Use-cases
7 Fundamental Use Cases of Social Networks with NebulaGraph Database | EP 3
In this third episode of our series on social network analysis using graph databases, we will delve deeper into the power of this technology to uncover insights about our networks. Building upon the concepts introduced in previous episodes, such as identifying key people, determining the closeness between two users, and recommending new friends, we will now explore new techniques for pinpointing important content using common neighbors, pushing information flow based on friend relationships and geographic location, and using spatio-temporal relationship mapping to query the relationship between people. We will also look at how this technology can be used to identify the provinces visited by a group of people who intersected in time and space.
Previously on: Episode 1| Episode 2
Common Neighbor
Finding common neighbors is a very common graph database query, and its scenarios may bring different scenarios depending on different neighbor relationships and node types. The common buddy in the first two scenarios is essentially a common neighbor between two points, and directly querying such a relationship is very simple with OpenCypher.

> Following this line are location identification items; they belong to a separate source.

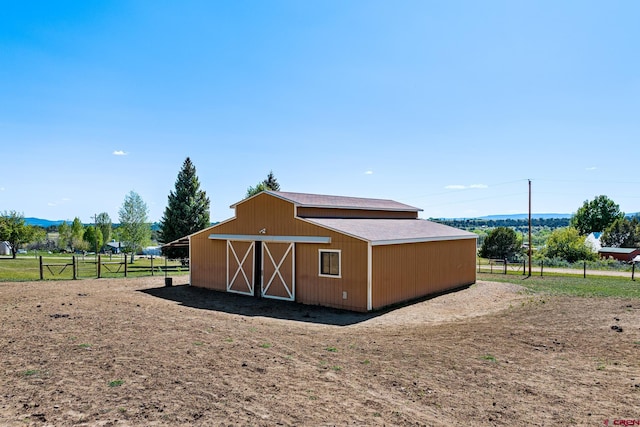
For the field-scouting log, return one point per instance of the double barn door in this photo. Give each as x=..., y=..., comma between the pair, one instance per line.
x=267, y=267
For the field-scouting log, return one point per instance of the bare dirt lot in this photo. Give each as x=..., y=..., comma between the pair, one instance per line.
x=132, y=352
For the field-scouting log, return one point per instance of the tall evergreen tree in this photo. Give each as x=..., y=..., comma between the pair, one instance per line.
x=187, y=210
x=270, y=183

A common neighbor between two vertices
For example, this expression can query the commonality, intersection between two users, the result may be common teams, places visited, interests, common participation in post replies, etc.:.
MATCH p = (`v0`)--()--(`v1`)
WHERE id(`v0`) == "player100" AND id(`v1`) == "player104"
RETURN p
And after limiting the type of edge, this query is limited to the common friend query.
MATCH p = (v0)--(:`follow`)--(v1)
WHERE id(v0) == "player100" AND id(v1) == "player104"
RETURN p
Common neighbors among multiple vertices: content notification
Below, we give a multi-nodes common neighbor scenario where we trigger from a post, find out all the users who have interacted on this post, and find the common neighbors in this group.
What is the use of this common neighbor? Naturally, if this common neighbor has not yet had any interaction with this article, we can recommend this article to him.
The implementation of this query is interesting.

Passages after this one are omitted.